Endemic violence in Balochistan and Taliban reprisals were behind the targeting of journalists in Pakistan, according to RSF. Balochistan is Pakistan's poorest region and a scene of protracted violence between separatists, anti-separatists, various tribes and ethnic groups, Pakistani security forces and intelligence agencies, and groups aligned with the Taliban, reports CPJ. At the same time, impunity for crimes committed against journalists in Pakistan continued to prevail. Owais Aslam Ali, secretary general of the Pakistan Press Foundation, told IPI that of the 48 journalists killed in the last 10 years only the murder of Wall Street Journal reporter Daniel Pearl in 2002 led to prosecutions and convictions.

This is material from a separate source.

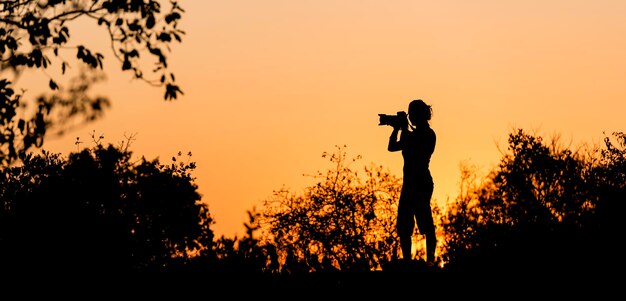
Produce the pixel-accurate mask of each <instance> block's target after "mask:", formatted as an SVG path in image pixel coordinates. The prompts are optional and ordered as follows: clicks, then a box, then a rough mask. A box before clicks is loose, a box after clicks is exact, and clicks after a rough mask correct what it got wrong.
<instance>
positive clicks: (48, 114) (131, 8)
mask: <svg viewBox="0 0 626 301" xmlns="http://www.w3.org/2000/svg"><path fill="white" fill-rule="evenodd" d="M162 2H164V1H157V0H47V1H39V0H16V1H1V2H0V58H1V60H0V165H3V166H6V165H7V164H9V163H11V162H13V161H15V160H16V159H18V158H19V157H20V156H23V155H24V154H25V152H26V151H27V150H28V149H30V148H31V147H33V146H34V147H40V146H41V145H42V144H43V139H44V136H45V135H46V133H47V132H50V131H51V130H54V131H57V132H59V133H62V132H63V130H64V126H66V125H67V124H69V121H70V120H74V121H77V122H81V121H82V122H87V121H91V120H94V119H96V118H98V117H100V116H101V115H102V113H103V110H104V109H106V108H107V107H108V106H109V101H108V100H107V99H106V98H104V97H93V96H91V95H90V94H89V93H88V91H89V87H90V86H91V85H92V84H93V83H95V82H97V81H99V80H101V79H102V76H101V75H98V74H99V73H98V72H100V70H102V68H103V64H104V59H105V57H104V55H103V54H102V53H101V52H99V51H98V50H95V49H90V48H88V47H87V46H85V45H84V44H82V43H80V41H74V40H73V39H72V33H71V32H70V26H69V24H71V23H73V22H75V21H76V20H78V19H85V20H91V21H93V22H94V23H96V24H97V25H99V26H100V27H101V28H102V29H103V31H104V32H105V33H106V34H107V36H108V38H109V41H110V45H111V50H112V52H113V55H114V59H115V60H117V61H118V62H119V63H120V67H121V69H122V70H124V71H127V72H131V73H132V75H133V76H134V77H135V78H137V79H141V80H143V81H145V82H147V83H148V84H150V85H153V86H157V87H164V89H165V92H164V99H165V100H172V99H176V98H177V97H178V95H180V94H182V90H181V89H180V87H179V86H178V85H177V84H176V78H175V76H174V74H173V73H172V72H170V71H169V70H170V69H169V64H168V52H169V49H170V47H169V45H170V44H172V43H174V42H181V40H182V36H183V35H184V34H185V33H184V31H182V30H181V29H179V28H178V22H179V20H180V19H181V17H182V14H183V12H184V10H183V9H182V8H181V7H180V6H179V5H178V3H177V2H176V1H173V0H172V1H169V4H170V5H169V8H167V9H165V8H164V7H163V5H162ZM150 63H152V65H151V66H150V65H146V64H150ZM75 64H77V65H78V66H79V68H78V75H77V76H76V77H75V78H71V79H69V80H68V78H67V77H68V74H67V73H66V71H67V70H69V68H71V67H72V66H73V65H75ZM29 69H30V70H40V71H42V72H43V74H44V75H45V76H47V77H48V78H49V80H48V87H49V89H50V91H51V92H50V93H48V94H44V95H42V96H39V97H37V99H35V100H31V101H28V99H26V98H25V97H24V95H22V93H21V92H20V91H17V90H16V89H15V87H14V84H15V83H14V79H12V78H11V75H14V77H15V78H17V75H19V74H21V73H23V72H24V71H25V70H29ZM52 69H55V70H60V72H59V73H58V74H56V75H55V73H54V72H52V71H51V70H52ZM66 82H67V84H66Z"/></svg>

Journalists continue to be silenced in Mexico where the press plays a critical role by highlighting the activities of drug cartels and corrupt politicians who support them, IPI points out. CPJ cautions, however, that the Mexican government's failure to carry out basic investigations in many cases makes it difficult for CPJ to determine a motive.

In some cases, reporting on drug trafficking or daring to criticise local officials and highlight corruption also proved to be fatal in Brazil in 2012. The country had few journalist fatalities from 2005 to 2010, making the recent spike especially alarming to local journalists, says CPJ.

In some positive developments, excluding Syria, fatalities declined in the Middle East and North Africa, and only one journalist was reported killed in the Philippines.

IPI had criticised Somalia and other countries with a prolonged history of attacks on journalists for failing to implement policies to limit these incidents. Nevertheless, in December 2012, Somalia's new president, Hassan Sheikh Mohamud, promised to create a task force to investigate journalists killings, a move that IPI has welcomed and that will hopefully be an effective first step in ending the cycle of violence.

There are indications of a renewed commitment to address these issues at the global level. The UN Plan of Action on The Safety of Journalists and the Issue of Impunity was officially launched at a meeting in November 2012. IFEX members and other civil society delegates participating in the meeting expressed their support for the plan and provided recommendations for its implementation. The implementation of the UN Action Plan will initially be rolled out in Iraq, Mexico, Nepal and Pakistan. "We now look to the UN Plan on the safety of journalists and the issue of impunity to deliver on its mandate," IFJ said. "The situation is so desperate that inaction no longer represents an option."